My Thesis and Old Heads (V)
By Francisco Castro
I can confirm that one can do anything in Cuban television; the resources exist. I’m not speaking in terms of spending millions of pesos to give Havana a 16th century look or erecting enormous facades in the streets of the city, but there does exit the talent and desire to do things.
There are thousands of ways to carry out worthwhile productions, ones of quality, that can compete with works “made in the USA” or in other parts of the world. As for the infrastructure that Cuban TV possesses – despite its being somewhat but not completely inadequate – I’m referring to the equipment of the Department of Video Taping, it is sufficient to put products on the air that people would feel proud of.
Only one thing is lacking for this utopian vision to be transformed into reality. A thin wall stands between these two states of imagination that impede one of the greatest miracles in life.
There is a wall within the people who decide what can and cannot be done on television, those who while thinking they are working for the good of people fail to notice that this service is not being rendered, not even to themselves.
This is a wall that not only separates utopia from reality, but one that confines freedom of speech, the right to identify oneself and feel oneself part of a process or of reality, the right to modify that reality or that process, which is to modify the environment that surrounds us and to even adapt it to our needs.
There exist many ways to break down that wall. One of them would be to kill fear. Fear is killed with new weapons, with new strategies that take by surprise superficiality, mediocrity, underestimation and vanity – the bricks of that wall. To use new weapons doesn’t mean discarding old ones, but integrating them with the best in them, seizing onto experience, calling on the past so as not to make mistakes in the future, as Martí did in his time. This is a basic Marxist formula.
To kill the fear of a miracle is a big task, but we can all be big. We all are big, because we are here for something. It is not the fear of movement that should worry us; it is the blockade that we must confront – the self-blockade. It is necessary to be big enough to identify the self-blockade, to bombard it. And this will also bombard the external blockade.

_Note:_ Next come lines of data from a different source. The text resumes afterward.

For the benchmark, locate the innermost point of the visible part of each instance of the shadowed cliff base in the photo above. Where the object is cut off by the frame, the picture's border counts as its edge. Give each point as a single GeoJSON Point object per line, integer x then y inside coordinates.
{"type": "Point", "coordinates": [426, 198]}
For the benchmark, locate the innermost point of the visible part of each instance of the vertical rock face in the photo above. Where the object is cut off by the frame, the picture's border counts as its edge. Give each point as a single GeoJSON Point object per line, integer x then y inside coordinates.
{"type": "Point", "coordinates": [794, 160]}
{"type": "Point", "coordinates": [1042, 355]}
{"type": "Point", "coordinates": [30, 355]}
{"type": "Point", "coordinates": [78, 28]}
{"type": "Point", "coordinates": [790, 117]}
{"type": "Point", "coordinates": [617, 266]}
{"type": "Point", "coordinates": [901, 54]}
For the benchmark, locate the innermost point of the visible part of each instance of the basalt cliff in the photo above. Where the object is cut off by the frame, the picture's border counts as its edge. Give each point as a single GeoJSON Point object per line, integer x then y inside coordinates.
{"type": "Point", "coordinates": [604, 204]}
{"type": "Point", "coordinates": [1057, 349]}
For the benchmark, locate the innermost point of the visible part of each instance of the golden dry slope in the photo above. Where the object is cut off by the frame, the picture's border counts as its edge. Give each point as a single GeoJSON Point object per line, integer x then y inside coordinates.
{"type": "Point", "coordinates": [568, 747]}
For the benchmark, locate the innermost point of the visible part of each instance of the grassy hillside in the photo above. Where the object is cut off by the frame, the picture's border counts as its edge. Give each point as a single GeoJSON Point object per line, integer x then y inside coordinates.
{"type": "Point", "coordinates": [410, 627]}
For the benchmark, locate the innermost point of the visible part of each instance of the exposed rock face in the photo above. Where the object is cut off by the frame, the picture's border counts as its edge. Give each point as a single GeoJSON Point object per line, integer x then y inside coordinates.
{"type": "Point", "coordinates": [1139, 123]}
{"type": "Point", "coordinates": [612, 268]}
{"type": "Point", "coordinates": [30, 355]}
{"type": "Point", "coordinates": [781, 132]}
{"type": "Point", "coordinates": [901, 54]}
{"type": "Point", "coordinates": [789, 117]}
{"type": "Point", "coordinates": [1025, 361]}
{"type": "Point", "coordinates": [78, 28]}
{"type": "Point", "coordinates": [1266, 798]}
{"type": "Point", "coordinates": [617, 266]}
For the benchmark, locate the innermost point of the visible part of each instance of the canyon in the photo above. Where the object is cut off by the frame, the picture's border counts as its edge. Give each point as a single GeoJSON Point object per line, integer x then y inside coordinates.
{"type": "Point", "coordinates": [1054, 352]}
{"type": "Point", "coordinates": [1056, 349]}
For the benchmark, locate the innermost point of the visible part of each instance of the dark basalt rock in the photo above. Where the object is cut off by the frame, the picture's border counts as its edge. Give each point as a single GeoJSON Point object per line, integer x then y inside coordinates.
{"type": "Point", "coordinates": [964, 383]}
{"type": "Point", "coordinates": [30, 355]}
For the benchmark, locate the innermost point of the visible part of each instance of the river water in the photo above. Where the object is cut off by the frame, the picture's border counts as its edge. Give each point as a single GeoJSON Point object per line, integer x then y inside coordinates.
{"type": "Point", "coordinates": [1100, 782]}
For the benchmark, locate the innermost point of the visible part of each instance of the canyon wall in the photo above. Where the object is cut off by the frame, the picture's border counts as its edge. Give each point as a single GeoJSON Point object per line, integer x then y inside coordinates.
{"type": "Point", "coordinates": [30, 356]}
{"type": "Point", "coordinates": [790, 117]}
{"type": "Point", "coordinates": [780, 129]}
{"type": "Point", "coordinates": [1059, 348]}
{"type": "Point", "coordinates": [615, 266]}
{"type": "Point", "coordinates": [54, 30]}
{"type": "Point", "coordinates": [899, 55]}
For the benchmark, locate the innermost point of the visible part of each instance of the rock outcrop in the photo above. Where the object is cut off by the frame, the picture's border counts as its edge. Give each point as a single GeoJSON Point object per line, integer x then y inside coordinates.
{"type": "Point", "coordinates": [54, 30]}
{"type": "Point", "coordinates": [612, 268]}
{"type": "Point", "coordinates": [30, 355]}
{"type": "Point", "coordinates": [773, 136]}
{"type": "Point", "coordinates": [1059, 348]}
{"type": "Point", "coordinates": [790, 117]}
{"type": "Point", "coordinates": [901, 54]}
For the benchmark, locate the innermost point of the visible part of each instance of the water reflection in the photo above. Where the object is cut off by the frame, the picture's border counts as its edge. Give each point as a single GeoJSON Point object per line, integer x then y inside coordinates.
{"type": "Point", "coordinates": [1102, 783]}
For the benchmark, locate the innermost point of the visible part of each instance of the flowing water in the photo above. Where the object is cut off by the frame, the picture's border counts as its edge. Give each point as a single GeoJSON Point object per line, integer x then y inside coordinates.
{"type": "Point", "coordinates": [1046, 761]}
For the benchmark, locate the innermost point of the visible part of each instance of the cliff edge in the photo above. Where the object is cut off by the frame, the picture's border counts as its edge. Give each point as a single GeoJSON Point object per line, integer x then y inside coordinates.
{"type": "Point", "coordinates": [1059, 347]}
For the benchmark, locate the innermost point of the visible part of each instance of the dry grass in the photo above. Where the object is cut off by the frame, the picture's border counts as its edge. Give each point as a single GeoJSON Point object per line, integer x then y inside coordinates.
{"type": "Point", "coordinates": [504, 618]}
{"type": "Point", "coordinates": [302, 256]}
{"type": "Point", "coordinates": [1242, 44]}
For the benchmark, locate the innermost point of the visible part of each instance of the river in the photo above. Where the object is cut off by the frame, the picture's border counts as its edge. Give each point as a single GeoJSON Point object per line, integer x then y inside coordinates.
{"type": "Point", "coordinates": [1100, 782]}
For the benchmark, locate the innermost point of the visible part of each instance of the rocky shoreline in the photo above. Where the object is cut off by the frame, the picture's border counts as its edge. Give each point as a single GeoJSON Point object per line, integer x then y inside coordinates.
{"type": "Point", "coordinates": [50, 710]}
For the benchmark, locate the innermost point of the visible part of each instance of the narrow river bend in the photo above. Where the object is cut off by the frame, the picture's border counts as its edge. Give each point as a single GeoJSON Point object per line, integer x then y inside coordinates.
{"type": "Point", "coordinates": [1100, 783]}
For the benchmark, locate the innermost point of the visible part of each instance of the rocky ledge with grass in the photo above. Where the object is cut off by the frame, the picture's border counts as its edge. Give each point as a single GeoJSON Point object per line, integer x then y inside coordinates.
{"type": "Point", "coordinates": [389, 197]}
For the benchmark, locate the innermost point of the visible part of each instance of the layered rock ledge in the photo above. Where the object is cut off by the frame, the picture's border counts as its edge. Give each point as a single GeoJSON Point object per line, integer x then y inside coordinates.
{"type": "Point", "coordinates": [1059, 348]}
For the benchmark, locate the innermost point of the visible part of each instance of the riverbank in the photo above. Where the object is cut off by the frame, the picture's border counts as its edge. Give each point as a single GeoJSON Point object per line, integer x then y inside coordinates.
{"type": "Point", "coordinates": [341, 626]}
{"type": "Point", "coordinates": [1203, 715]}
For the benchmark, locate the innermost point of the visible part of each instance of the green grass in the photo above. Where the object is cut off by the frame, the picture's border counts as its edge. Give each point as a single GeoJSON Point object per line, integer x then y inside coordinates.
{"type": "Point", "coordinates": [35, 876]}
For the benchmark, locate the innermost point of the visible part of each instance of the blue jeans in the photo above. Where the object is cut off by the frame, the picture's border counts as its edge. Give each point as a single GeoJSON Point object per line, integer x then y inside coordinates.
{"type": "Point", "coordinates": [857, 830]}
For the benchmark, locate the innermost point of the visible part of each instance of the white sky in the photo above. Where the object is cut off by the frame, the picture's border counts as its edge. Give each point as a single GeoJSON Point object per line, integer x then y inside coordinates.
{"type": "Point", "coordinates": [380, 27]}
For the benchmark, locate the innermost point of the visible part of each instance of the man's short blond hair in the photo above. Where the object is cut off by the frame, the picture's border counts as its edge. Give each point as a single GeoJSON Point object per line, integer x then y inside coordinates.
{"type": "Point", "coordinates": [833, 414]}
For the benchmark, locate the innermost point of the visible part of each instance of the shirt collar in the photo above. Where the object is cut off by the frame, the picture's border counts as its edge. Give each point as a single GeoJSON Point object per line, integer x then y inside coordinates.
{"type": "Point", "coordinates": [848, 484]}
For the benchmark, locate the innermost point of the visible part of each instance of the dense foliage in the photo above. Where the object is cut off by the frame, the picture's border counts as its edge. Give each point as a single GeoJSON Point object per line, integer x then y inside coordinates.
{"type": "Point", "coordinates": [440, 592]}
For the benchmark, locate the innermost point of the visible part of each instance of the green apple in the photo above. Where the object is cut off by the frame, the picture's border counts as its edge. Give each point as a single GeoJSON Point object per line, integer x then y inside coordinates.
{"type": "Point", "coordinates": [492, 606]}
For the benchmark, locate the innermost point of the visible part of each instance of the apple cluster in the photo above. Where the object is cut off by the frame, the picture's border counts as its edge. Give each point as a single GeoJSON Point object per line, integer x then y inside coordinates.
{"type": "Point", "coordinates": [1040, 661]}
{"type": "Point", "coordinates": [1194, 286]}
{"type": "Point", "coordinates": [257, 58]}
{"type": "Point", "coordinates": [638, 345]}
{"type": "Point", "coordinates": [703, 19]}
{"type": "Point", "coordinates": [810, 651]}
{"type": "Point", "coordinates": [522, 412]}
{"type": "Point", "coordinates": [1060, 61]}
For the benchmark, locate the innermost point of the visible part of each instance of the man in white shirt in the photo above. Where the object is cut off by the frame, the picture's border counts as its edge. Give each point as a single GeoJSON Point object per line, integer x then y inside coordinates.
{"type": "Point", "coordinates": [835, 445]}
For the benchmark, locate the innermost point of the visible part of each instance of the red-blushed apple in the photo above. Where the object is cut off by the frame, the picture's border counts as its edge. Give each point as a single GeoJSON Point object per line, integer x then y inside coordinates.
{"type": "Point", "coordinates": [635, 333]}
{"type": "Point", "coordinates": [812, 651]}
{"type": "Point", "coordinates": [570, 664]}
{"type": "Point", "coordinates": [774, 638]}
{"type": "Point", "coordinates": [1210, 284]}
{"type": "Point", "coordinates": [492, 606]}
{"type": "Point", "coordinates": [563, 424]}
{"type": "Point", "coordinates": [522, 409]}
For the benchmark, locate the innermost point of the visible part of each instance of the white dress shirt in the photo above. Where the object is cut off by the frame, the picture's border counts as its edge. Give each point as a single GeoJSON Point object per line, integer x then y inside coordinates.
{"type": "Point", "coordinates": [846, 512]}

We can achieve excellence in television; my experience directing one professional production has allowed me to verify that the specialists who work for this institution have the interest as well as the professional and human qualities to make this possible. They only lack motivation, and this institution can provide them that incentive, which would ultimately be sustained by the work they would carry out.
There also exist the minimum objective conditions for work placement of students in the industry, which are perhaps the incentives that are lacking among those who work there now, and who (despite all their run-ins) have left their best years in the labyrinthine corridors of its halls. They have created a sense of ownership that makes them dream of the end of the blockades.
That same sense of ownership could be created within students, who are the future of television, by putting them in charge of their professional training, guaranteeing that the staleness and outmodedness of a great part of the programming could receive an injection of new blood, which is new life.
My minimal experience in heading up a professional production tells me this. How can we tap the experiences that have accumulated over the years? Why not learn from those experiences?